The amount of people needing that help is so big, it might require the Federal Reserve to flex its muscles, according to a report from Cowen Washington Research Group. Specifically, the Fed might have to use Sec. 13 of the Federal Reserve Act that covers emergency lending, it said.
“We believe the Federal Reserve will either establish a new program under Sec. 13(3) or modify existing programs so that servicers can pledge guarantees from FHA, VA, rural housing, Fannie Mae and Freddie Mac in exchange for the liquidity needed to keep forwarding payments to MBS holders,” the report said. “This is consistent with our view that the Federal Reserve will use 13(3) to probably help consumers and businesses deal with the COVID-19 crisis.”

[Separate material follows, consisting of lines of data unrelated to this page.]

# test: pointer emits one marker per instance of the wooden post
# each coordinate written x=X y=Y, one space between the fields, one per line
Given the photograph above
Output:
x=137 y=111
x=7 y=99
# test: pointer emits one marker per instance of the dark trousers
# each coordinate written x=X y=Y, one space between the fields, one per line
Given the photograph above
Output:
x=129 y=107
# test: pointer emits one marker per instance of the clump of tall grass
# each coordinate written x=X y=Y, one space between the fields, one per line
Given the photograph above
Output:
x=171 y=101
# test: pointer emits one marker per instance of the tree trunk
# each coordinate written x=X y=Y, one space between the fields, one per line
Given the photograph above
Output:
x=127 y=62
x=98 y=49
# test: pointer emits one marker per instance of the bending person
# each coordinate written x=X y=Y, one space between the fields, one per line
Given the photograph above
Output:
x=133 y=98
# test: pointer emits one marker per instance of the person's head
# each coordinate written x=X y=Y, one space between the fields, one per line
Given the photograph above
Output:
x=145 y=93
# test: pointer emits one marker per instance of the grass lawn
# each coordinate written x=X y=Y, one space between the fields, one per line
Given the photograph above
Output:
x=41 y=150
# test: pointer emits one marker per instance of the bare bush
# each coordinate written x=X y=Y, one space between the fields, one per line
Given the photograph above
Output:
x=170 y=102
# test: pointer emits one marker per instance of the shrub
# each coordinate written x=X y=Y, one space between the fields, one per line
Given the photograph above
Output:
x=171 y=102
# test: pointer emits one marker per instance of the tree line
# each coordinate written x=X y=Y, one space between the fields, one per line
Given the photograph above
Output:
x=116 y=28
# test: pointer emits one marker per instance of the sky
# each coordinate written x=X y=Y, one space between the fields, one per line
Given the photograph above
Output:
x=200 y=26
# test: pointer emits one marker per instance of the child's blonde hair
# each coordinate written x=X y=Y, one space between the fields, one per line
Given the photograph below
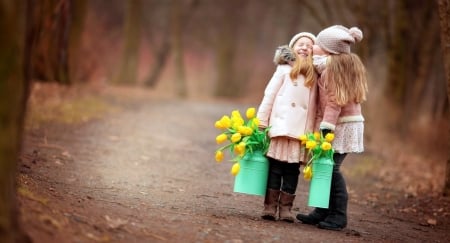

In other words, bondholders still have to be paid, and the Fed may need to establish a new liquidity facility to ensure that.
The Department of Housing and Urban Development, Fannie Mae, and Freddie Mac announced Wednesday that they are suspending foreclosures and evictions for at least 60 days to keep people in their homes as the coronavirus spreads and layoffs mount. Last week, FHFA Director Mark Calabria issued a statement urging servicers to offer struggling borrowers up to a year of forbearance.
On Thursday New York Gov. Andrew Cuomo announced his state is enacting a 90-day mortgage relief period for the state’s homeowners. The measures include waiving home-loan payments for 90 days, banning late-payment fees, and prohibiting the reporting of tardiness to credit bureaus.
Forbearance, a procedure outlined in documents that bond investors review before buying mortgage-backed securities, will create less instability in the markets than simply letting people skip payments, as the New York order outlined, Cowen said.
“The problem with the government simply declaring that borrowers can skip mortgage payments for several months because of a mortgage holiday is that the system is not designed for this outcome,” the Cowen report said. “We are not even sure the government could legally interfere with the obligation to make payments that are contractually obligated.”
Cowen said the best option is to buttress economic stabilizers that might enable people to keep making their mortgage payments, like immediate unemployment insurance and cash payments. If more is needed, the next step should be forbearance with Fed support, the report said.
“The president and FHFA are pushing forbearance, which is the traditional approach to dealing with disasters that leave borrowers unable to pay,” Cowen said. “Given the national scope of this crisis, we don’t see how servicers could handle the liquidity strain this would impose. It is why we believe the Federal Reserve will create a facility or expand an existing facility to facilitate forbearance.”